Die Masar Badil, die palästinensische Bewegung für einen alternativen revolutionären Weg, ruft Fußballfans, Anhänger, Sportler, Sportvereine und Verbände, die an WM-Aktivitäten teilnehmen, dazu auf, Stadien und Sportstätten in Plattformen der Solidarität mit dem palästinensischen Volk und des Ausdrucks weltweiter Empörung angesichts der Belagerung und des andauernden Völkermordkriegs gegen den Gazastreifen sowie der US-zionistischen Aggression gegen den Libanon, den Iran und die Völker der Region zu verwandeln.

Die Welt wird Zeuge eines der schrecklichsten Verbrechen der Zeitgeschichte, während die zionistische Entität mit direkter Unterstützung der USA und des Westens ihren offenen Krieg gegen das palästinensische Volk fortsetzt und dabei Zivilisten, Kinder, Frauen, Krankenhäuser, Schulen, Notunterkünfte und Infrastruktur ins Visier nimmt – in dem vergeblichen Versuch, den Willen des palästinensischen Volkes und seinen Widerstand zu brechen.

Internationale Sportinstitutionen dürfen die zionistischen Verbrechen gegen den palästinensischen Sport nicht länger ignorieren.
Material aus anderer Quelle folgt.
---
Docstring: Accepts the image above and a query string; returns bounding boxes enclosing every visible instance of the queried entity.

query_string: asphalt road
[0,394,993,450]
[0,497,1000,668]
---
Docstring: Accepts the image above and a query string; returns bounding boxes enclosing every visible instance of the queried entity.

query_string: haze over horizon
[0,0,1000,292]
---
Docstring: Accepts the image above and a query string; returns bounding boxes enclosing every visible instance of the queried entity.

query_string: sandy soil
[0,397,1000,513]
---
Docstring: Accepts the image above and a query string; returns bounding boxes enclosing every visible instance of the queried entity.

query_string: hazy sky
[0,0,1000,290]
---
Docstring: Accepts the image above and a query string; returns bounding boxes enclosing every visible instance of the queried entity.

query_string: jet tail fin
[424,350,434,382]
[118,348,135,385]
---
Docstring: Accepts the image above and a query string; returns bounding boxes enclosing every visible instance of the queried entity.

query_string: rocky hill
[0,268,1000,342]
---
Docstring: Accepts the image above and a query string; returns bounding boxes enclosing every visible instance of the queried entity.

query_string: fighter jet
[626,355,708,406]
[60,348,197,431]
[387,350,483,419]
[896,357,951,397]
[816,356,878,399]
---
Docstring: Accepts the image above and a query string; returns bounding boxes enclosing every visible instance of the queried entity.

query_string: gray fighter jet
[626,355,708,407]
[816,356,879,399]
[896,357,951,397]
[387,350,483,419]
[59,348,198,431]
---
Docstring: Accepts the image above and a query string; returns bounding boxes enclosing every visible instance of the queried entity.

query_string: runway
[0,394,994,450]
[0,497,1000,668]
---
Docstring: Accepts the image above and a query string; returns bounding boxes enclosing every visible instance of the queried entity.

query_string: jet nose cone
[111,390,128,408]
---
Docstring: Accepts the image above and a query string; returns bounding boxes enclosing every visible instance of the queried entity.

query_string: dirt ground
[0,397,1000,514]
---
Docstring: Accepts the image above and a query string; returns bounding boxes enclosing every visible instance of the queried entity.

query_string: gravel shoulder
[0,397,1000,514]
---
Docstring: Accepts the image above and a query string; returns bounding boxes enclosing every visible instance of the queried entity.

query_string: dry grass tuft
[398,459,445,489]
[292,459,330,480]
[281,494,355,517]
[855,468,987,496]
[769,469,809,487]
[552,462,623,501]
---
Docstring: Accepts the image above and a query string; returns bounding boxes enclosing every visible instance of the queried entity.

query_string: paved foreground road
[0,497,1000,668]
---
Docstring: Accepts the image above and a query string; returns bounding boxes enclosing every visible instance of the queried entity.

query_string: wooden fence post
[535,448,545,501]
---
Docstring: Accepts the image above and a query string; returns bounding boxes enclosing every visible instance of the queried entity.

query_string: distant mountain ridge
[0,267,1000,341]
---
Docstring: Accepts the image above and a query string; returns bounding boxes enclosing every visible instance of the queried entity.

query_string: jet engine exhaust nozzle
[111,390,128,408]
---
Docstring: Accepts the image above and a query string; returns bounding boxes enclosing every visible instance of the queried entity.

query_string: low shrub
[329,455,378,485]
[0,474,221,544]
Wir fordern den Ausschluss „Israels“ aus der Fédération Internationale de Football Association (FIFA), dem Internationalen Olympischen Komitee sowie allen internationalen Sportverbänden und -organisationen und die Verhängung einer umfassenden sportlichen Isolation gegen dieses Land als Staat der Besatzung, des Kolonialismus und der Apartheid.

Die Besatzungsmächte haben während des Völkermordkrieges gegen den Gazastreifen fast tausend palästinensische Sportler getötet und Dutzende von Stadien, Sporthallen, Jugendzentren und Sportanlagen zerstört – ein systematischer Angriff auf den palästinensischen Sport und auf das Recht des palästinensischen Volkes auf Leben und Befreiung. Die Besatzungsmacht hält zudem weiterhin Hunderte palästinensischer Sportler in ihren Gefängnissen und Haftanstalten fest und verweigert Tausenden von Sportlern das Recht, zu reisen und an regionalen und internationalen Sportwettkämpfen und -veranstaltungen teilzunehmen.

Die fortgesetzte Mitgliedschaft „Israels“ in internationalen Sportinstitutionen stellt einen großen moralischen und politischen Skandal dar und entlarvt die Heuchelei und Doppelmoral, die diese Institutionen prägen, welche zwar die Werte von Gerechtigkeit und Gleichheit proklamieren, gleichzeitig aber einem Staat Deckung bieten, der Kriegsverbrechen, Völkermord und die systematische Zerstörung der palästinensischen Gesellschaft begeht.

Wir rufen die Zuschauer der Weltmeisterschaft und die Fußballfans dazu auf, palästinensische Flaggen zu hissen, Solidaritätsaktionen zu organisieren, Sprechchöre anzustimmen und Transparente gegen Völkermord zu zeigen sowie den Ausschluss der zionistischen Entität aus allen sportlichen, kulturellen und internationalen Foren zu fordern, um zu bekräftigen, dass freie Völker angesichts der Verbrechen gegen Palästina und die Völker der Region nicht schweigen werden.

Der Kampf um Palästina ist nicht nur eine palästinensische Angelegenheit, sondern eine humanitäre, moralische und internationale Sache, und Sportfans auf der ganzen Welt haben die Möglichkeit, ihren Regierungen und Sportverbänden eine klare Botschaft zu übermitteln: Ein Staat, der auf Besatzung, Rassismus und Völkermord beruht, hat keinen Platz unter den freien Völkern der Welt und keinen Platz in den internationalen Sportarenen.